(MilitaryAerospace) Officials of the U.S. Defense Advanced Research Projects Agency (DARPA) in Arlington, Va., have issued a solicitation (HR001121S0041) for the $58 million Quantum-Inspired Classical Computing (QuICC) program.
See the updated solicitation here:
Updated Response Date: Jan 12, 2022 01:00 pm EST
DARPA researchers are looking for quantum-inspired solver systems that solve realistic problems for military missions. Quantum-inspired solvers are hybrid: they are classical mixed-signal systems that consist of analog hardware and digital logic.
The analog hardware typically emulates interacting dynamic systems, and the digital logic processes the analog results to obtain quality solutions.
The objective is to deliver system prototype that can improve computational efficiency by at least 50 times for intermediate problem sizes and to show the feasibility of improving efficiency by at least 500 times for mission-scale problems. The QuICC program will focus on classical hybrid mixed-signal systems; all-digital solvers or quantum computing are not part of the program.

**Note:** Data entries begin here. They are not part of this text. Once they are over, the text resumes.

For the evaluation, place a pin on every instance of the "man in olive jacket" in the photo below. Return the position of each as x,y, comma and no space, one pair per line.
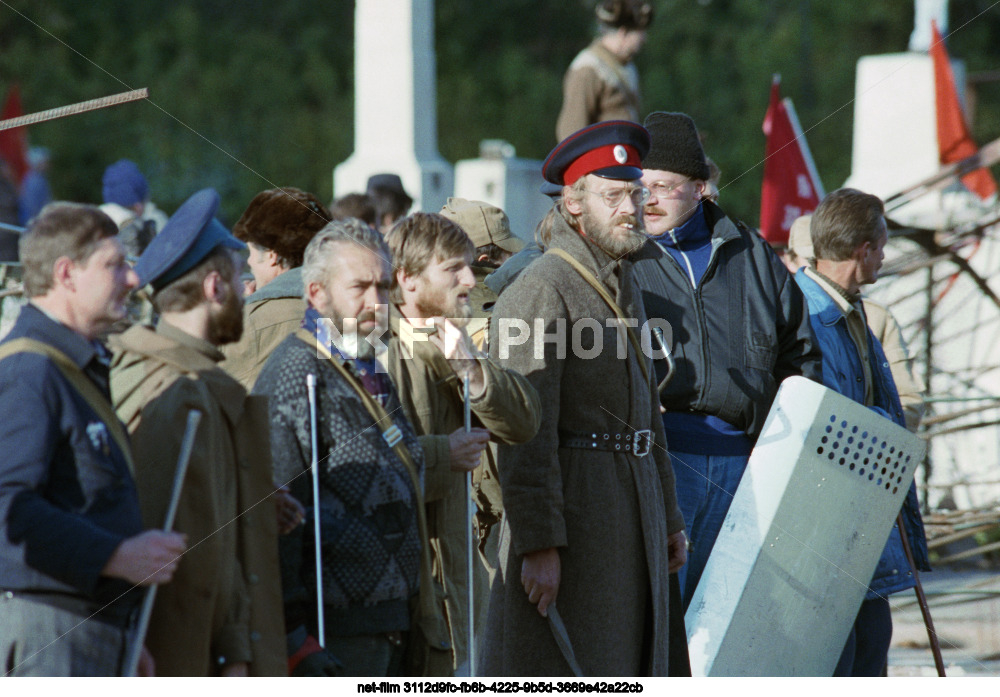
590,513
739,326
276,226
432,281
222,615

Many U.S. Department of Defense (DOD) missions are limited by available computing resources. Quantum computing may be a potential solution, yet there is nothing to suggest that quantum computing every will be feasible for military size-, weight-, and power- (SWaP)-constrained environments.
Detailed analysis of quantum computing has led to new algorithms and hardware, while delivering significant advantages over all-digital computing. This is where quantum-inspired solvers may come in.
he program has three technical challenges: scaling analog hardware advantages to mission relevant problems; limiting the growth of digital computations with problem size; and realizing predictive benchmarks at prototype system scales.
The QuICC program is five-year effort with a two year first phase, an 18-month second phase, and an 18-month, and an 18-month optional third phase. The program milestones will advance the scaling of quantum-inspired solver technology progressively toward mission-relevant problems and sizes.